Your Brain On THC, The Psychoactive Ingredient In Marijuana

Introduction.

There is still a lot that we don’t know about THC, the psychoactive phytocannabinoid in marijuana.  A major reason is that marijuana is illegal in many countries.  Marijuana’s federal illegality in the United States (although many states beg to differ) and a corresponding lack of government-sponsored funding have certainly discouraged research here in the United States.

But with the recent complete legalization in Canada and South Africa, many more laboratories around the world have begun to engage.  I anticipate changes in US laws in the near future further contributing to significant discoveries over the next several decades.

After some background on cannabis plants, I try to give you an understanding of how THC interacts with neurons in your brain to ultimately produce its many effects upon physiology and behavior.   I will not be describing those many effects as they have been covered extensively elsewhere.

A disclaimer before starting.  My explanations and speculations represent my current understanding.  However, cannabis research is advancing quickly, and it is possible that some of my explanations will need to be altered or modified in the future in terms of new research.

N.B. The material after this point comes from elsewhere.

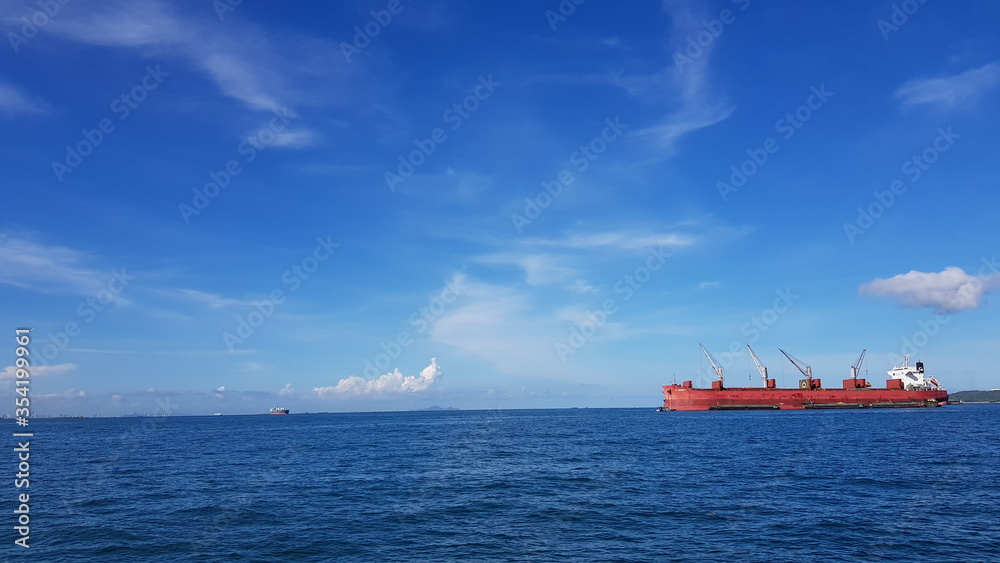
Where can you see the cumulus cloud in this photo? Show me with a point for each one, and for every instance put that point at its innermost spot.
(10, 372)
(947, 291)
(393, 382)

Three different cannabis plants.

THC is a phytocannabinoid unique to the 3 different varieties of cannabis plants (Cannabis sativa, Cannibis indica, and Cannabis ruderalis).  Whether taxonomists classify them as separate species or subspecies depends upon which taxonomist you talk to.  However, they can all interbreed.   All three had their origins as wild plants indigenous to different parts of Asia, although only sativa and indica have been domesticated.  In fact, many, if not most, domesticated marijuana plants are now hybrids of sativa and indica.  The current world-wide use of domesticated marijuana was initiated no doubt via trade routes in Asia, Europe, Africa, and eventually the remainder of the world.  One consequence, is that cannabis  is now growing wild around the world, including the United States.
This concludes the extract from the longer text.